Das war einmal Teil eines Werbespruches und der wird anscheinend von der EU jetzt wieder belebt. Ja, die EU hat viel zu tun, packt viel an. Die EU- Außenminister haben jetzt z. B. neue Sanktionen gegen Syrien verhängt; genau genommen sind es Sanktionen gegen 8 Militärs und 8 Wissenschaftler. Der Grund ist diesmal ein Giftgasangriff von Anfang April, für den westliche Geheimdienste die syrische Regierung verantwortlich machen. Die EU- Kommission hat auch mit Ungarn eine Menge Arbeit. Vor ein paar Tagen wurde ein neues Vertragsverletzungsverfahren gegen das Land eröffnet, nachdem schon seit April ein Verfahren zum ungarischen Hochschulgesetz läuft. Mit dem Hochschulgesetz will Ungarn die von George Soros gegründete CEU, die „Central European University“ aus dem Einfluss von Soros herauslösen oder schließen.

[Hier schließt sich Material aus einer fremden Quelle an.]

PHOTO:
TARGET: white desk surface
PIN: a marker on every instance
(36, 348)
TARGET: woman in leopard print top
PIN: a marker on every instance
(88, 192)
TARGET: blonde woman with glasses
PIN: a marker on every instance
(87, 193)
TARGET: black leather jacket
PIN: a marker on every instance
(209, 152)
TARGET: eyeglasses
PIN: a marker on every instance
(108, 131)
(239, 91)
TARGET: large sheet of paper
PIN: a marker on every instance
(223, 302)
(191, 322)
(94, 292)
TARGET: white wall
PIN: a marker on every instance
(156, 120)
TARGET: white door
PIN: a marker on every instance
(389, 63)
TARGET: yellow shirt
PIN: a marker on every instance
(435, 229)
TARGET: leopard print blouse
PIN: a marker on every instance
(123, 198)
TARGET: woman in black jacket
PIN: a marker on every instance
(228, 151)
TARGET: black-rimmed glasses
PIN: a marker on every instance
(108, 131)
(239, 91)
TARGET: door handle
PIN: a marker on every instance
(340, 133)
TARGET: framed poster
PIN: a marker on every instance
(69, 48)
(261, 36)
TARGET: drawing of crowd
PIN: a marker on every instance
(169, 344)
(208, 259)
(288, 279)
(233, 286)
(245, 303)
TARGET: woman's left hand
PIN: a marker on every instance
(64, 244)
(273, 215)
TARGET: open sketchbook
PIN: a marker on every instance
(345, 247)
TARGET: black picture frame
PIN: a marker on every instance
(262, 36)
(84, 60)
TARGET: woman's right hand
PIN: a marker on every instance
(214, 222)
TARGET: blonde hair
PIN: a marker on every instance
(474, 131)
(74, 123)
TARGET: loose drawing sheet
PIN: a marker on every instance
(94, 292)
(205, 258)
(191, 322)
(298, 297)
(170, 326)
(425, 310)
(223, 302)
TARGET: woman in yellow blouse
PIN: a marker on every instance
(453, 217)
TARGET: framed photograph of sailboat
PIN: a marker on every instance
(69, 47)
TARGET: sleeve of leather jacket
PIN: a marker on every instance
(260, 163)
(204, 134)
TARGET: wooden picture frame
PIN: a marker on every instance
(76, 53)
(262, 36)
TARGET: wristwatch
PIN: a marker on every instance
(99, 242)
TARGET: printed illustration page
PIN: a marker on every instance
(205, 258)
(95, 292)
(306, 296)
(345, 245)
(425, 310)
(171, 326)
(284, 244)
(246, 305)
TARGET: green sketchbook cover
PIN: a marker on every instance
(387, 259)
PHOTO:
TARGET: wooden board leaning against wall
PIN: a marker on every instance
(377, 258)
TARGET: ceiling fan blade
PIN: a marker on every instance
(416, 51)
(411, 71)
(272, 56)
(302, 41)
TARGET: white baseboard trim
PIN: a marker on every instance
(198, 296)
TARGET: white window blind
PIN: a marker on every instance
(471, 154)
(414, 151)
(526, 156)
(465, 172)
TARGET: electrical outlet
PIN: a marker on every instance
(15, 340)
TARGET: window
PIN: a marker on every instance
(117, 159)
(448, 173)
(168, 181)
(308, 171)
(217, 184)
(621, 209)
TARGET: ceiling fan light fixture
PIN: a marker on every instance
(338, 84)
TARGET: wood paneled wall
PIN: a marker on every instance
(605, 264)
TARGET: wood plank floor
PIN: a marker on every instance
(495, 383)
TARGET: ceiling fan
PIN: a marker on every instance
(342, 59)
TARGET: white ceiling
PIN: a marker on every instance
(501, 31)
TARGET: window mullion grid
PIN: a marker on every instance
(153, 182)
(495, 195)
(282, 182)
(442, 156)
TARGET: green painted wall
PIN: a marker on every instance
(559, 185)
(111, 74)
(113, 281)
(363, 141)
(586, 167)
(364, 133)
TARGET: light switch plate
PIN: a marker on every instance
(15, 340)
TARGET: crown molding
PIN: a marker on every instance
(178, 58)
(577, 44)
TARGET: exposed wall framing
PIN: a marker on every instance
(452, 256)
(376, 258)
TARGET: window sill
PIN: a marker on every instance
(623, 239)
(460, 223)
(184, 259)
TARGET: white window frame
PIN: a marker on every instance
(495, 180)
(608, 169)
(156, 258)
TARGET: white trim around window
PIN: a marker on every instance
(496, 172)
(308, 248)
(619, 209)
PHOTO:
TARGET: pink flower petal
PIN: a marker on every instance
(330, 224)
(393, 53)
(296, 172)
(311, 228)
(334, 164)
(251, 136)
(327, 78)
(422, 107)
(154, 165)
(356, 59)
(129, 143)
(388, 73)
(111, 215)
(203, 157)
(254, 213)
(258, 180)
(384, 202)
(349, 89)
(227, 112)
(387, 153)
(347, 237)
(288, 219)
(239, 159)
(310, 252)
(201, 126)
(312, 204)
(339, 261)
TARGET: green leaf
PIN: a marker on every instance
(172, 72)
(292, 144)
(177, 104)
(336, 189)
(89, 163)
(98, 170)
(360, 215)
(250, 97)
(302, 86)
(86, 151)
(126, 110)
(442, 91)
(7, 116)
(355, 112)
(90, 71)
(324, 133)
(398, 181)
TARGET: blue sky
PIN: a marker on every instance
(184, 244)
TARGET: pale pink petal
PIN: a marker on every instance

Das jetzt eröffnete Verfahren wurde wegen eines neuen Gesetzes mit Auflagen für NGO´s eröffnet. Mit dem neuen Gesetz soll die Finanzierung von NGO´s offengelegt werden. Das ist zwar eine verständliche Forderung der Ungarn, aber die EU sieht das anders. Sie sieht in dem Gesetz einen Verstoß gegen die EU- Grundrechtecharta und der EU- Vizekommissionspräsident Frans Timmermans erwartet von Ungarn binnen eines Monats eine Reaktion. Das ist jener Timmermans, der schon im Oktober 2015 forderte, „monokulturelle Staaten auszuradieren“ und den Prozess der Umsetzung der „multikulturellen Diversität…“ zu beschleunigen.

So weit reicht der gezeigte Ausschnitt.